Dans la maison de Michel trainent des dossiers tous récents, où il collectait il y a encore quelques semaines ce qui le marquait dans l’actualité. Car il a été actif jusqu’à la fin, même si cette dernière année a été une année difficile pour lui. Année difficile, qui a pourtant comporté de grands moments de bonheur et de solidarité : avec les amis du bateau, Milo (le seul qui puisse revendiquer d’avoir été son professeur !), Guy, André, mais aussi avec tous ceux qui n’ont cessé de le soutenir et de nous aider, amis ou cousins comme Marcel Tilly et Jean-Pierre Kohen, personnel soignant attentif et chaleureux, aides à domicile dévouées.
Moments partagés aussi avec Monique sa belle-sœur, si proche ; avec Pierre son neveu qui lui a amené ses enfants il y a à peine un mois ; avec Jean, Eve et Jehan le petit dernier de la famille Simon.

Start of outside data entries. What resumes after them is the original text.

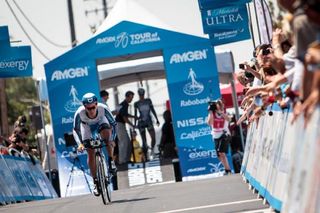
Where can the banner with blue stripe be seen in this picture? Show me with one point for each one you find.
(193, 81)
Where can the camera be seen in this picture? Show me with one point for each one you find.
(265, 51)
(17, 139)
(248, 74)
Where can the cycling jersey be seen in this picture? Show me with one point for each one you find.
(85, 127)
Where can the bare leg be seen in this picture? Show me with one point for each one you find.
(152, 134)
(105, 134)
(91, 162)
(224, 160)
(144, 140)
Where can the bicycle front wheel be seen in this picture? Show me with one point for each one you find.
(101, 175)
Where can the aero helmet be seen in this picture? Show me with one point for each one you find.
(141, 91)
(89, 98)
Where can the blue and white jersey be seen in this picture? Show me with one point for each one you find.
(84, 127)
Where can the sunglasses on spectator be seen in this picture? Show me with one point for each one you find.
(91, 108)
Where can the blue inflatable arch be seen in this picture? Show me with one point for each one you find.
(189, 63)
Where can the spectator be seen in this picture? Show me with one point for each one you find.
(104, 95)
(145, 107)
(167, 145)
(20, 122)
(219, 122)
(122, 118)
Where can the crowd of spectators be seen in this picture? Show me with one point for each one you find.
(285, 71)
(16, 144)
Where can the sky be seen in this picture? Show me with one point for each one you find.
(50, 17)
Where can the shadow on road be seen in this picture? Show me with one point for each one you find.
(132, 200)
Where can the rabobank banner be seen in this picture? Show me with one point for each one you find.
(66, 86)
(226, 24)
(14, 61)
(192, 82)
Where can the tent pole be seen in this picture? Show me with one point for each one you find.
(236, 107)
(46, 139)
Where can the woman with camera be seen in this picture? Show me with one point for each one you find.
(218, 120)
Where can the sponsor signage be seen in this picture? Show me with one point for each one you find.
(192, 81)
(71, 83)
(209, 4)
(226, 24)
(14, 61)
(73, 74)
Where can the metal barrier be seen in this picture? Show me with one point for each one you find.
(281, 161)
(22, 179)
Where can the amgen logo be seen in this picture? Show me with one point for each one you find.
(69, 73)
(188, 56)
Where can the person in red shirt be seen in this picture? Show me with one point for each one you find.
(218, 120)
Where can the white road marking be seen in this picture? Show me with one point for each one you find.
(268, 210)
(211, 206)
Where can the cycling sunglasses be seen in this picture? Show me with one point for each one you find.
(91, 108)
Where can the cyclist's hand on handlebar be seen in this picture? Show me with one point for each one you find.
(80, 148)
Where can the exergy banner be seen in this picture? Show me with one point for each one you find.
(14, 61)
(192, 82)
(66, 86)
(226, 24)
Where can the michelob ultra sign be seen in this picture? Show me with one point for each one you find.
(226, 24)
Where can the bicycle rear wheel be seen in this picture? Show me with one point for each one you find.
(101, 178)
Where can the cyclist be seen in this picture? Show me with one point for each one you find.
(145, 107)
(91, 118)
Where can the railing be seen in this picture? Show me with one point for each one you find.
(22, 178)
(281, 161)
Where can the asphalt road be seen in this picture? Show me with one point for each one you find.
(223, 194)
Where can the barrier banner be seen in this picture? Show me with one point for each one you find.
(40, 174)
(14, 61)
(192, 82)
(30, 170)
(209, 4)
(226, 24)
(277, 159)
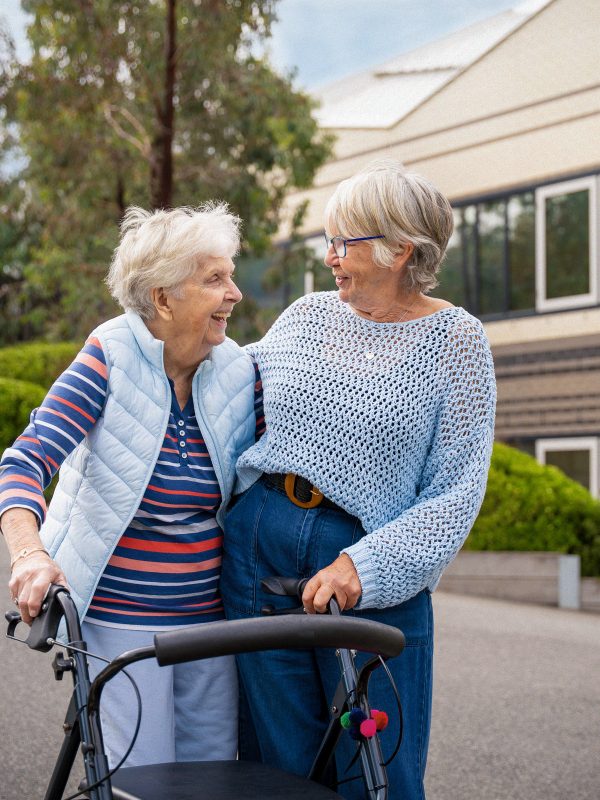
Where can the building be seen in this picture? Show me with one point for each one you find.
(503, 116)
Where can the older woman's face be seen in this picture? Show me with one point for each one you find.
(208, 299)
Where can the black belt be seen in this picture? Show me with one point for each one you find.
(299, 490)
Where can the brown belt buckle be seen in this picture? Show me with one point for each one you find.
(290, 489)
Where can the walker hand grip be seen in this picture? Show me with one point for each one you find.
(45, 625)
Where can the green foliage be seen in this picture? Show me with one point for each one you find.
(93, 113)
(37, 362)
(17, 399)
(528, 506)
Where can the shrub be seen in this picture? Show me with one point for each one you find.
(17, 399)
(37, 362)
(528, 506)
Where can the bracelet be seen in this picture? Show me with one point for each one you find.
(26, 552)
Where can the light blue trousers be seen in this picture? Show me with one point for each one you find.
(189, 711)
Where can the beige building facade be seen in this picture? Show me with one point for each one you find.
(504, 117)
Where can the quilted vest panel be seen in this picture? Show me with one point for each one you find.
(103, 480)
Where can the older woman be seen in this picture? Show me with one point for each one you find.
(379, 406)
(147, 423)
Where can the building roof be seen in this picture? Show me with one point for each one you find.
(381, 97)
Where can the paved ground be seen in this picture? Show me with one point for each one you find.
(516, 705)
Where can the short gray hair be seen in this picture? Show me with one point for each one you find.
(402, 206)
(165, 248)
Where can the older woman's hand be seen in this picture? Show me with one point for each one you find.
(340, 579)
(29, 583)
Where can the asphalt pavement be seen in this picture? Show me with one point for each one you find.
(516, 705)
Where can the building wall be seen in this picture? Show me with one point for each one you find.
(527, 112)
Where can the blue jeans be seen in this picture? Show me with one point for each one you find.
(286, 693)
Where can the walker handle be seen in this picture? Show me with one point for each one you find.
(45, 626)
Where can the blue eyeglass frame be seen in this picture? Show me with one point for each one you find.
(330, 242)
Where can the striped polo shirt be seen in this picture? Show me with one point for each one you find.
(164, 571)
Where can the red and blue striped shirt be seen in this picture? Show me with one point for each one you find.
(165, 569)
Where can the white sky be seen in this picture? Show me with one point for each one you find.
(327, 39)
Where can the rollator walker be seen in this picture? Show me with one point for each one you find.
(214, 780)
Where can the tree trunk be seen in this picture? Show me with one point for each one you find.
(161, 178)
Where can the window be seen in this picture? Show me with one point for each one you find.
(520, 210)
(566, 247)
(535, 250)
(576, 457)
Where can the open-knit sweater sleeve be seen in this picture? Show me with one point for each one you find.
(410, 552)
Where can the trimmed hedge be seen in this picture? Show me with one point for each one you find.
(528, 506)
(37, 362)
(17, 400)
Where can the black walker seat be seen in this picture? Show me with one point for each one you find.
(210, 780)
(218, 780)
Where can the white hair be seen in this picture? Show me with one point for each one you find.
(164, 248)
(385, 199)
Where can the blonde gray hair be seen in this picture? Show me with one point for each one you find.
(165, 248)
(385, 199)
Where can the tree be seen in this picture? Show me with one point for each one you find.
(154, 103)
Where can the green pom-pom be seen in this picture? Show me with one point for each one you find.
(345, 720)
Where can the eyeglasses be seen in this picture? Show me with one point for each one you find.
(339, 243)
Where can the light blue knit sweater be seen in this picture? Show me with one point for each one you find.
(392, 421)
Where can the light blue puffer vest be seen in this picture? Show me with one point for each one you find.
(102, 482)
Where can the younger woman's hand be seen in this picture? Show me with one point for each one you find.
(340, 579)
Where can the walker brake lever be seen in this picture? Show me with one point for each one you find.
(283, 587)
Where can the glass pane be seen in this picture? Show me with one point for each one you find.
(567, 244)
(469, 241)
(491, 257)
(451, 276)
(521, 251)
(574, 463)
(525, 445)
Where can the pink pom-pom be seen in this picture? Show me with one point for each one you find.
(368, 728)
(381, 719)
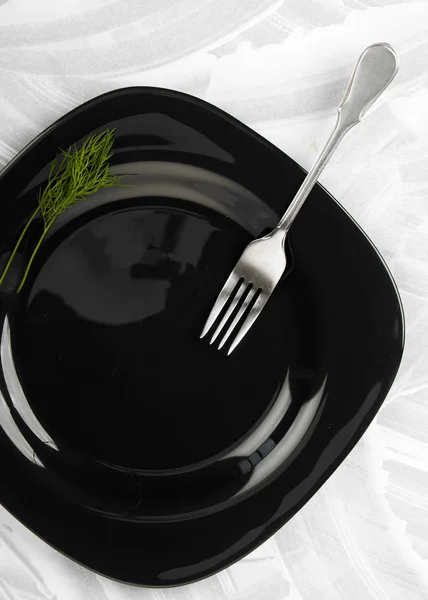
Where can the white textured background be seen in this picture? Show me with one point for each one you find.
(281, 67)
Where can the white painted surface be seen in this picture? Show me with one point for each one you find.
(281, 67)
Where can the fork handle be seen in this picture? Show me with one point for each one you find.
(374, 71)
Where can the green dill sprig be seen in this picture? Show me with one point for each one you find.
(75, 175)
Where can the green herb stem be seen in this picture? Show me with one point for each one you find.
(18, 243)
(30, 262)
(76, 175)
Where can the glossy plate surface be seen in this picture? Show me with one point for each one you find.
(128, 443)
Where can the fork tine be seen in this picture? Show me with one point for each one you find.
(239, 293)
(222, 298)
(238, 316)
(254, 313)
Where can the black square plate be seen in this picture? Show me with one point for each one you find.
(128, 443)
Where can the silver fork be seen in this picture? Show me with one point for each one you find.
(263, 261)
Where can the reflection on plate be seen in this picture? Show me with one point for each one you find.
(148, 455)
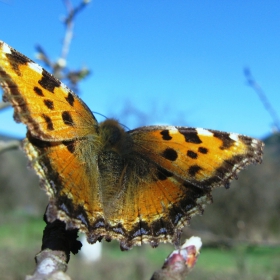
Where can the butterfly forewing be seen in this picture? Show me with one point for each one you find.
(49, 109)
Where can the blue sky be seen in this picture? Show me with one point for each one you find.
(168, 62)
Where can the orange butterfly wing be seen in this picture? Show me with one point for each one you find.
(140, 186)
(51, 111)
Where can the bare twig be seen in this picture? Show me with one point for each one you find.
(9, 145)
(180, 262)
(4, 105)
(252, 82)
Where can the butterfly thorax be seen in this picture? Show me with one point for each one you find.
(114, 138)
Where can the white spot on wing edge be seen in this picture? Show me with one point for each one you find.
(172, 129)
(6, 48)
(204, 132)
(35, 67)
(234, 136)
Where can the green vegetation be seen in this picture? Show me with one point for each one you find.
(20, 240)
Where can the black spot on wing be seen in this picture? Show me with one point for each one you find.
(170, 154)
(190, 135)
(15, 58)
(192, 154)
(194, 169)
(38, 91)
(162, 174)
(67, 119)
(48, 81)
(70, 98)
(165, 134)
(48, 122)
(49, 104)
(203, 150)
(70, 145)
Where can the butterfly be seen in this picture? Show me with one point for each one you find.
(138, 186)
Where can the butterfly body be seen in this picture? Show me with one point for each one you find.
(138, 186)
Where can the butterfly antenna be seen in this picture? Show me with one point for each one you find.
(97, 113)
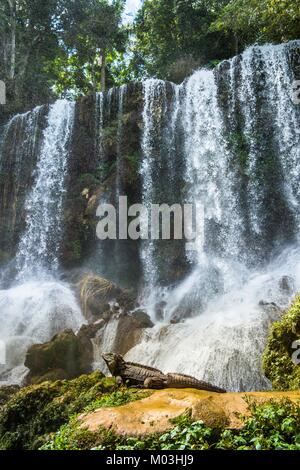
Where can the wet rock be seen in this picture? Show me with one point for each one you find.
(65, 356)
(160, 310)
(157, 412)
(6, 392)
(287, 285)
(143, 319)
(180, 315)
(100, 297)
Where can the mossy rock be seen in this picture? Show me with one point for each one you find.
(35, 411)
(278, 362)
(64, 357)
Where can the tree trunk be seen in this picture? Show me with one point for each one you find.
(103, 70)
(12, 68)
(236, 40)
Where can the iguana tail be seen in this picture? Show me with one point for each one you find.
(186, 381)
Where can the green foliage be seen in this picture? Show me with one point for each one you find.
(93, 39)
(239, 145)
(174, 38)
(277, 360)
(271, 426)
(35, 411)
(260, 20)
(58, 47)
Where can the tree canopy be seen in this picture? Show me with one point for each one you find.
(72, 47)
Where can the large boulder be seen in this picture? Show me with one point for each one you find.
(64, 357)
(100, 297)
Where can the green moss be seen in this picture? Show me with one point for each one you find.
(272, 426)
(38, 410)
(278, 365)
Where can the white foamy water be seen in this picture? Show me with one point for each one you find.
(237, 200)
(39, 305)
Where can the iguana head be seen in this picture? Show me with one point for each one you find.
(113, 361)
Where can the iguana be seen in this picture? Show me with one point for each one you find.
(141, 376)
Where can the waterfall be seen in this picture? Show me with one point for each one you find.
(40, 244)
(241, 144)
(19, 144)
(39, 305)
(161, 167)
(226, 141)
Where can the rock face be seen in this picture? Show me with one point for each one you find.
(153, 414)
(64, 357)
(281, 360)
(100, 298)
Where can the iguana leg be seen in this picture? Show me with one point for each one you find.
(154, 383)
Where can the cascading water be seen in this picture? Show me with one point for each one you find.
(227, 141)
(39, 246)
(242, 143)
(39, 305)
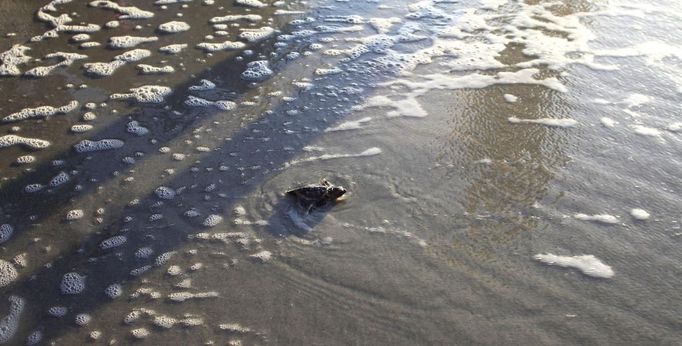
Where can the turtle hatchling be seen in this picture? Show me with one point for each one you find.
(317, 195)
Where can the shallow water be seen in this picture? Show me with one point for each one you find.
(471, 136)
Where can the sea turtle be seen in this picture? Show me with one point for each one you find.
(317, 195)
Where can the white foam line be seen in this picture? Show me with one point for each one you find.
(369, 152)
(587, 264)
(545, 121)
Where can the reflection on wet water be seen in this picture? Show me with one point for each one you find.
(493, 152)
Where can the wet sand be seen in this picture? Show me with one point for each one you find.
(471, 137)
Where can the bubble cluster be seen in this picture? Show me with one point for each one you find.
(164, 192)
(6, 232)
(257, 35)
(163, 258)
(227, 45)
(139, 333)
(144, 252)
(74, 214)
(72, 283)
(212, 220)
(8, 273)
(80, 128)
(114, 291)
(83, 319)
(149, 69)
(10, 323)
(58, 311)
(173, 48)
(113, 242)
(203, 85)
(33, 143)
(257, 71)
(250, 3)
(12, 58)
(183, 296)
(127, 12)
(145, 94)
(105, 69)
(173, 27)
(86, 146)
(34, 338)
(60, 179)
(193, 101)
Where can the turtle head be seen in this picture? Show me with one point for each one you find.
(335, 192)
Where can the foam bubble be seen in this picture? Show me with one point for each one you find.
(234, 328)
(114, 291)
(40, 112)
(257, 71)
(33, 143)
(34, 338)
(640, 214)
(80, 128)
(144, 252)
(59, 179)
(74, 214)
(235, 17)
(25, 159)
(8, 273)
(173, 27)
(164, 192)
(646, 131)
(608, 122)
(86, 146)
(602, 218)
(164, 321)
(204, 84)
(145, 94)
(121, 42)
(369, 152)
(135, 128)
(139, 333)
(552, 122)
(262, 256)
(183, 296)
(327, 71)
(6, 231)
(174, 270)
(31, 188)
(587, 264)
(127, 12)
(141, 270)
(257, 35)
(58, 311)
(72, 283)
(173, 48)
(133, 55)
(163, 258)
(193, 101)
(149, 69)
(212, 220)
(83, 319)
(227, 45)
(67, 60)
(113, 242)
(349, 125)
(10, 323)
(250, 3)
(510, 98)
(86, 45)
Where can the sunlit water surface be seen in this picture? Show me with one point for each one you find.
(513, 172)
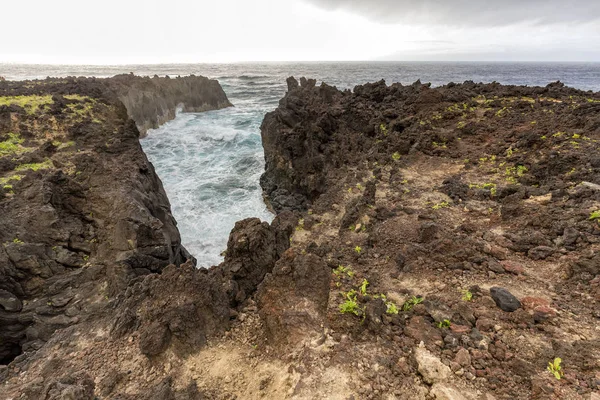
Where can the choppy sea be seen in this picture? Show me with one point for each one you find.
(210, 163)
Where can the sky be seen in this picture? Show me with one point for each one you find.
(191, 31)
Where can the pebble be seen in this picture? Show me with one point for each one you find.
(505, 299)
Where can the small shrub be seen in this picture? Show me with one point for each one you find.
(555, 368)
(350, 306)
(363, 287)
(467, 295)
(391, 308)
(445, 324)
(383, 129)
(410, 303)
(441, 205)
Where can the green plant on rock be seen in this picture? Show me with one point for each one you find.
(383, 129)
(441, 205)
(47, 164)
(11, 145)
(445, 324)
(555, 368)
(391, 308)
(350, 306)
(410, 303)
(30, 103)
(363, 287)
(341, 270)
(467, 295)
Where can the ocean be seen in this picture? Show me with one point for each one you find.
(210, 163)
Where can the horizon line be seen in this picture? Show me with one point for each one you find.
(297, 62)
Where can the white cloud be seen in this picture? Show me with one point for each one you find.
(135, 31)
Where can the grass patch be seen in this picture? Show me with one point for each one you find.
(12, 145)
(47, 164)
(4, 181)
(31, 104)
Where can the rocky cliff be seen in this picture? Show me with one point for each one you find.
(90, 255)
(461, 225)
(151, 102)
(83, 211)
(430, 243)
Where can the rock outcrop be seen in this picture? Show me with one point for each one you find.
(403, 213)
(83, 211)
(91, 256)
(151, 102)
(461, 226)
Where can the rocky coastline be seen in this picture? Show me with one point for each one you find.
(151, 102)
(429, 243)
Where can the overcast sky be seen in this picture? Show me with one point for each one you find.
(149, 31)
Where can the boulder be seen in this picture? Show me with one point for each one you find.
(431, 367)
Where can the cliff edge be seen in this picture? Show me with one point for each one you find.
(151, 102)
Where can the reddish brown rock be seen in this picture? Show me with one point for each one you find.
(529, 303)
(513, 268)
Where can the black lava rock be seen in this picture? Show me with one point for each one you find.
(504, 299)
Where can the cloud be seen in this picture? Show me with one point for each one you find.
(469, 12)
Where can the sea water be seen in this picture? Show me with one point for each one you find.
(210, 163)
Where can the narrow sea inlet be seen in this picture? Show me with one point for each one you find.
(210, 164)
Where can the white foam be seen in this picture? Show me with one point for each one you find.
(210, 164)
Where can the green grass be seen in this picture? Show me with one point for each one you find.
(444, 324)
(4, 181)
(410, 303)
(47, 164)
(350, 306)
(12, 145)
(467, 295)
(31, 104)
(555, 368)
(443, 204)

Avec Philippe, mon compagnon qui avait toujours le mot pour le faire rire. Avec aussi et surtout Marie-Claire Sonnic, dont le soutien indéfectible, la générosité et l’amitié ont été pour mon oncle la force 4 qui a permis de faire voguer le bateau jusqu’au dernier port. A vous tous qui êtes là, merci. Quand je cesserai de parler, nous nous recueillerons quelques minutes en écoutant un mouvement du Requiem de Mozart, Mozart dont Michel souhaitait qu’on l’écoute pour ce dernier jour de partage, de même qu’il a choisi la photo avec Jeannine que vous voyez devant vous. Michel est mort samedi dernier, sans souffrance, dans une chambre qui donnait sur la mer. Souhaitons-lui bon vent.